Trent Forensic Science Researcher Receives NSERC Alliance Grant to Develop New COVID-19 Testing Methods
As the COVID-19 pandemic swept across the globe, the spread of the disease far outpaced our ability to recognize it with testing, and many jurisdictions struggled to understand exactly how widespread the virus was.
The polymerase chain reaction (PCR) testing methods that are widely used to test for the virus are highly accurate, but the process can be cumbersome. Samples must be sent to a central lab to be prepared and tested with specialized reagents and equipment, and it can take days to obtain results. But emerging testing technologies promise to help us test samples more quickly – and ensure we have a better understanding of the extent of future outbreaks.

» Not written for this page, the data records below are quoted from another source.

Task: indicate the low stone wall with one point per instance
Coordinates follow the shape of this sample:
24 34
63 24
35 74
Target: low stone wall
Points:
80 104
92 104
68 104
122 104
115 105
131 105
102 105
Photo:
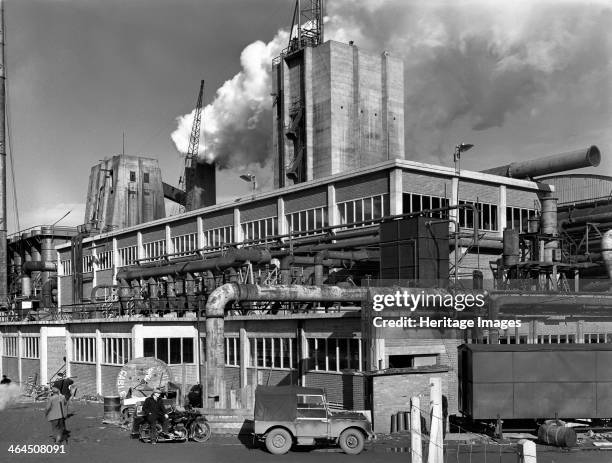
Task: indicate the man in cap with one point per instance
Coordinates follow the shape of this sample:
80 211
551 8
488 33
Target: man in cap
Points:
154 411
55 411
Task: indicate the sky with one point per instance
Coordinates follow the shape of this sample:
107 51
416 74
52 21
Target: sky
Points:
519 80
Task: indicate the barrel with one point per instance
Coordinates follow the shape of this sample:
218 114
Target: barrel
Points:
552 433
112 408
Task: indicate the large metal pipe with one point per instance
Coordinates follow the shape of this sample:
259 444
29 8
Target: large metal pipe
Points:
589 157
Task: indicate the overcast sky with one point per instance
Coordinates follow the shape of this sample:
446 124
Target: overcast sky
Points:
517 79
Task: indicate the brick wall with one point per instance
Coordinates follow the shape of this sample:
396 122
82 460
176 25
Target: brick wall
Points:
347 389
109 380
10 368
392 393
86 377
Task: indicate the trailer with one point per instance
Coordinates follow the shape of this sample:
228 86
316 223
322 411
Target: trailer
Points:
535 381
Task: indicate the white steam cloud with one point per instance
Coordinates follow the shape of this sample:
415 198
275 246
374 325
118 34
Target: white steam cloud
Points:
9 393
237 125
466 62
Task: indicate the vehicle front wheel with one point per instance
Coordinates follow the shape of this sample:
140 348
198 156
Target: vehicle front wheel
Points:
278 441
351 441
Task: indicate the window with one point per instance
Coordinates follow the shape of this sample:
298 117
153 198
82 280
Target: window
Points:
364 209
335 354
259 231
65 267
105 260
273 353
87 264
10 346
84 349
487 216
31 347
128 256
116 351
215 239
154 250
518 218
169 350
185 244
307 222
232 352
417 203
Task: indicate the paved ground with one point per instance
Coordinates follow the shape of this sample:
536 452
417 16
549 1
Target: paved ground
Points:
91 441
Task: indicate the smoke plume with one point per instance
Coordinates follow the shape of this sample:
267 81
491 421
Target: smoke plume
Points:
468 64
9 393
237 125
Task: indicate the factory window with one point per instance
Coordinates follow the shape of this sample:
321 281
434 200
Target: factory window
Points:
518 218
105 260
273 353
307 222
215 239
363 210
116 351
170 350
259 231
185 244
154 250
335 354
31 347
84 349
128 256
232 352
417 203
65 267
10 346
487 214
87 264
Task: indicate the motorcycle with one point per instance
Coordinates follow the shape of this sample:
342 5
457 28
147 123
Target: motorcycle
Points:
185 425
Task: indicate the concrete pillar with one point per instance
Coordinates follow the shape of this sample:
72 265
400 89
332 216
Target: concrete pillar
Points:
501 211
244 358
396 192
98 354
332 210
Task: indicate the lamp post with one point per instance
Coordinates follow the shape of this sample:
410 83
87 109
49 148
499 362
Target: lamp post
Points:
248 177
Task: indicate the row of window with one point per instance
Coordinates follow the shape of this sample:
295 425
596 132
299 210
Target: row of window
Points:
261 230
363 209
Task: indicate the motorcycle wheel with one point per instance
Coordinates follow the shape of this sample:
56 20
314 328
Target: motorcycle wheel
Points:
200 431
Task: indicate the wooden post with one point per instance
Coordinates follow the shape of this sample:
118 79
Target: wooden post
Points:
416 449
436 439
527 451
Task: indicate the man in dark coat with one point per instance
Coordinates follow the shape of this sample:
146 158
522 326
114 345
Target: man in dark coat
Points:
55 411
154 412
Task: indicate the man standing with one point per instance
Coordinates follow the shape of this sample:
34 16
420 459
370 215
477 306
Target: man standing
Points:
154 411
55 412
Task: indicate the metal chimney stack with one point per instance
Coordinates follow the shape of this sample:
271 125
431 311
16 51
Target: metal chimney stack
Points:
3 244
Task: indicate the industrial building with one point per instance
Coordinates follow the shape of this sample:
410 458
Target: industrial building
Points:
302 258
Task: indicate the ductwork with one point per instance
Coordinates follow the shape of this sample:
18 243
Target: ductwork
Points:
589 157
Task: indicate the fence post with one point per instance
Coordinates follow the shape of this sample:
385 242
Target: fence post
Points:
527 451
436 439
416 448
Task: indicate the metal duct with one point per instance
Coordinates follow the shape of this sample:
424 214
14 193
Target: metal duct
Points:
589 157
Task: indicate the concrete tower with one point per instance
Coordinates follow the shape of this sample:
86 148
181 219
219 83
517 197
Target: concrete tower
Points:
336 108
124 191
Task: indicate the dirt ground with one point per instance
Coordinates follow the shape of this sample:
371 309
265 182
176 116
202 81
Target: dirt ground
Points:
92 441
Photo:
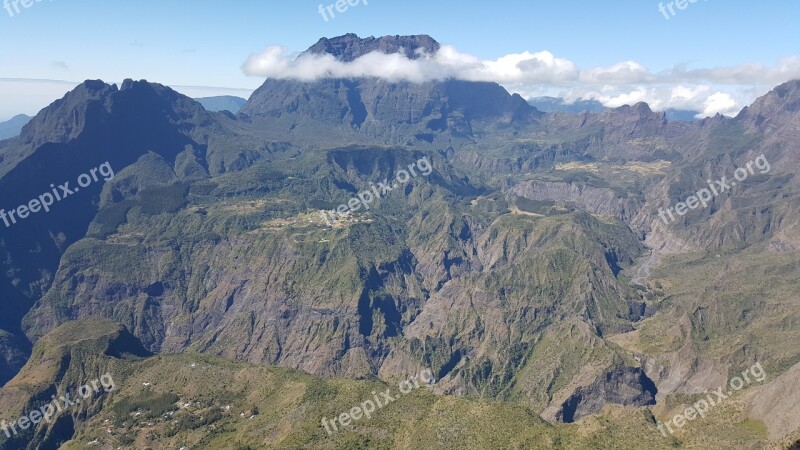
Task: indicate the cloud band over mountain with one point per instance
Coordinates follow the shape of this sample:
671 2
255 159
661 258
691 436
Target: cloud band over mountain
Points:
723 90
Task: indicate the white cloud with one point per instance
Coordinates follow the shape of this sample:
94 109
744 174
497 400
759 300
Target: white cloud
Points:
724 90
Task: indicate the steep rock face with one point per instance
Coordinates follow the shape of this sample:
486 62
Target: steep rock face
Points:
390 110
70 356
385 109
776 404
622 385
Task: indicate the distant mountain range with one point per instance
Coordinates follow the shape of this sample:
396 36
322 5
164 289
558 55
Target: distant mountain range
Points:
12 127
222 103
529 270
555 104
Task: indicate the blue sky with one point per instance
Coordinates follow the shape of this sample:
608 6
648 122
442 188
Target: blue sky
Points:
205 43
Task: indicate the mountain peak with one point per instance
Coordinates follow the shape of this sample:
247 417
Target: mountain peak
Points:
350 47
784 98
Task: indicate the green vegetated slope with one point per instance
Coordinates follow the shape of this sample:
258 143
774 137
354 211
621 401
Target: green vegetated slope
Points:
200 401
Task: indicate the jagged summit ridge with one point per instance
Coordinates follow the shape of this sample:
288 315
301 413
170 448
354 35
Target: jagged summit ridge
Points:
350 47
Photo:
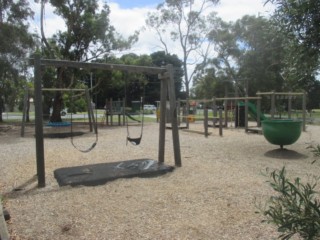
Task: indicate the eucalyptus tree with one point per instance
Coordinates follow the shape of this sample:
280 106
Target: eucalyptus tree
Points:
88 36
132 86
183 23
300 22
15 44
249 55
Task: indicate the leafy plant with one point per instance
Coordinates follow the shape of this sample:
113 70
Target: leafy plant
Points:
315 150
295 209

The Natural Sciences and Engineering Research Council (NSERC) recently awarded Dr. Sanela Martic an Alliance Grant to collaborate with Ontario-based biotechnology company Nicoya Life Sciences to develop a benchtop testing method that can provide information in minutes and may be used by individuals without specialized health care training.
“The time delay of PCR testing can be prohibitive, and the costs can be high,” says Professor Martic, an assistant professor of Forensic Science at Trent University who is cross-appointed to the Environmental and Life Sciences graduate program.

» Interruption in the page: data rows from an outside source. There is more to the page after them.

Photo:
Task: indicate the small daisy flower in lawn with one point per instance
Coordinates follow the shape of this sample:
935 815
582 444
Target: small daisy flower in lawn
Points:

Surface plasmon resonance testing could use optical technology to detect components of the virus
Surface plasmon resonance (SPR) is a biosensing technique that uses optical sensors to identify the unique characteristics of different protein binds – such as the ‘spike’ protein that the SARS-CoV-2 virus uses to bind to human cells.
A liquid sample is placed on a metal film, and a beam of polarized light scans the substance. This stimulates free electrons – also known as surface plasmons. Different proteins produce plasmons that will absorb or reflect light in distinctive ways. Prof. Martic and Nicoya Life Sciences are aiming to develop metal films to identify the specific light absorption characteristics components of the SARS-CoV-2 virus that causes COVID-19.

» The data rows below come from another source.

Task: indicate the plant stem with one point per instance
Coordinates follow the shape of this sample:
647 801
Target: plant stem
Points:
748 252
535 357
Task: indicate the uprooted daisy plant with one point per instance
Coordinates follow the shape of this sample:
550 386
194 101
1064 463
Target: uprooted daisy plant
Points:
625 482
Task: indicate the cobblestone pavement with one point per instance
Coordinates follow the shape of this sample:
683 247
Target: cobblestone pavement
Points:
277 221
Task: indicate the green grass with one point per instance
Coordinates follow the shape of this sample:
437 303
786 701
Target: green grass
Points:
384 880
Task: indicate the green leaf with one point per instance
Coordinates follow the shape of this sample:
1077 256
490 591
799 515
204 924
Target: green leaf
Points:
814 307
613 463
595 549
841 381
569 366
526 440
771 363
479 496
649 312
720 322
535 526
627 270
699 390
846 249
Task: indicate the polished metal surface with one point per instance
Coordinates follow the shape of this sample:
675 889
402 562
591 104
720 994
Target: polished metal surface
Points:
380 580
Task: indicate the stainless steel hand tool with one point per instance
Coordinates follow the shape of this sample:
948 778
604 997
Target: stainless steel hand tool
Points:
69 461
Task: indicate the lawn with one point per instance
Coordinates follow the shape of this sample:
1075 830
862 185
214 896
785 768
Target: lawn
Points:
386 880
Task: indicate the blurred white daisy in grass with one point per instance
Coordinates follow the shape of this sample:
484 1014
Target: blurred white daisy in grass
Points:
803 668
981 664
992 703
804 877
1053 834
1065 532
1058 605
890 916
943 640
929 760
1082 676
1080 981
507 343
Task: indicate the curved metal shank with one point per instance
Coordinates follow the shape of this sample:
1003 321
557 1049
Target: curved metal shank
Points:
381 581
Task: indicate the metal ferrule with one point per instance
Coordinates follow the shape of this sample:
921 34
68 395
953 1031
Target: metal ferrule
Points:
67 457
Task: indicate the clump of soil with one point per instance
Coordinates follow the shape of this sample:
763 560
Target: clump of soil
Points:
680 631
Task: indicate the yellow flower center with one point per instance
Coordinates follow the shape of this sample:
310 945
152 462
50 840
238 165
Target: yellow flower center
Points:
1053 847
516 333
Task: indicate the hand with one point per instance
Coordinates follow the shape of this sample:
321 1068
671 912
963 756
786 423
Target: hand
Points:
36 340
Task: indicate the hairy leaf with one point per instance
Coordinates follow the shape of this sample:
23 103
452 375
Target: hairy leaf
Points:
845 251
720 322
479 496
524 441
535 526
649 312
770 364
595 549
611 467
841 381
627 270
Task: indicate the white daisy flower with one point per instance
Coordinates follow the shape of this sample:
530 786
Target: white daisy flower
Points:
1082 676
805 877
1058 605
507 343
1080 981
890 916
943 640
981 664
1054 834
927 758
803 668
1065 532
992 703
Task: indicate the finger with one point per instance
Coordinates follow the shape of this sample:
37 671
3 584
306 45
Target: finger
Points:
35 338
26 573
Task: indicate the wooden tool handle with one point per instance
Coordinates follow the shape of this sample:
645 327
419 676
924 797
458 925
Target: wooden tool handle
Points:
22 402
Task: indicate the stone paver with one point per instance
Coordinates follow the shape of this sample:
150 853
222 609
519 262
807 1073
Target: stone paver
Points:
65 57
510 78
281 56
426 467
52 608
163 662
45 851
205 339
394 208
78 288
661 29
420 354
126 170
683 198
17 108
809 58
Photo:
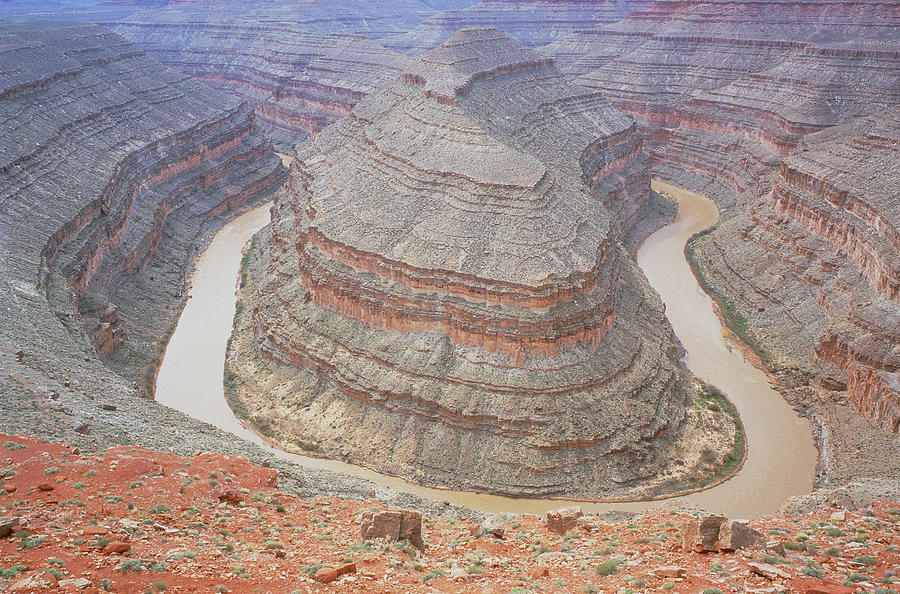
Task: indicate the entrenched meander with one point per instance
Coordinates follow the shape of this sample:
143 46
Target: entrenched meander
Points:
781 460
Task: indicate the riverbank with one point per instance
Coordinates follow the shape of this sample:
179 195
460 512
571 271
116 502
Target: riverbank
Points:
215 522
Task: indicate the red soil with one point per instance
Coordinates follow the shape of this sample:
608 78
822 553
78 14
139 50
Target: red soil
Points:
193 522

New technique could be used by institutions and organizations to rapidly test for SARS-CoV-2
Unlike other high-end expensive SPR instruments, the SPR testing equipment is portable and affordable. SPR could perform many tests cheaply and quickly, with zero wait time as the unit can provide results on the spot, does not require laboratory chemicals or a lab setting, and can be operated without much training.
“SPR testing would give a direct read-out to a laptop or iPad immediately with zero wait time, and could potentially be used to test any liquid substance for the presence of the coronavirus – saliva, wastewater, blood, common surfaces, or food. It could give a positive or negative response within minutes, and would be suitable for labs, police stations, clinics, public testing sites, or anyone else who needs to perform a significant number of tests on site.”